The developers who are genuinely more productive with AI tools aren’t the ones who accept the output. They’re the ones who’ve gotten fast at reading the output, knowing where the seams are, and testing the seams before they ship.

I’m still learning this. Fifty-two bugs in six months means I’m catching about two per week after they’ve gotten past my initial review. The ones I catch before they land, I don’t count. I’m getting better at the before-they-land part, but better is relative, and the bugs are real.

What I’d tell someone starting out

Don’t trust green tests. Run the thing. Click the buttons. Hit the endpoints. The tests might be testing the wrong assertion, or bypassing the layer where the bug lives, or passing because the test helper sets up state that production never will.

Don’t skip reading the code. The thirty seconds you save by not reading the implementation will cost you two hours when the bug surfaces in staging. AI-generated code is not self-documenting. It’s plausible-looking, which is more dangerous.

Expect the iteration. Budget for it. Your first prompt will get you 80% of the way there, and the remaining 20% will take 80% of the time. This is just the Pareto principle wearing a new hat, and it applies to AI-assisted development the same way it applies to everything else.

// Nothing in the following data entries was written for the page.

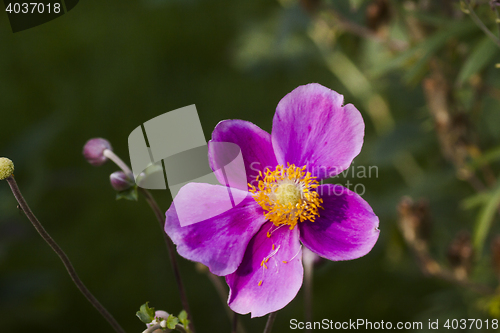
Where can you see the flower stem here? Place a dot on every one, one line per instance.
(481, 25)
(160, 216)
(153, 328)
(171, 252)
(308, 260)
(270, 322)
(64, 258)
(234, 327)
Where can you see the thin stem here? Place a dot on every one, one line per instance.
(480, 24)
(223, 295)
(234, 328)
(270, 322)
(161, 220)
(118, 161)
(171, 253)
(308, 260)
(64, 258)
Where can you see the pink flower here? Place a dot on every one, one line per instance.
(257, 245)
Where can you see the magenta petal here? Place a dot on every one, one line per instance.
(346, 229)
(255, 145)
(218, 242)
(311, 127)
(280, 281)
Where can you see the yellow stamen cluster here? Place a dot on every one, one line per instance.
(287, 195)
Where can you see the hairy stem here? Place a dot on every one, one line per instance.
(64, 258)
(308, 260)
(171, 253)
(480, 24)
(118, 161)
(160, 216)
(270, 322)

The AI didn’t make you a 10x developer. It made you a developer who generates code at 10x speed and verifies it at 1x speed. The bottleneck moved to you, to your ability to read what was generated and know whether it’s right. If that sounds less exciting than the LinkedIn version, it’s because it is. It’s also true, and true is more useful than exciting when you’re staring at a 500 error in staging wondering why the test suite is green.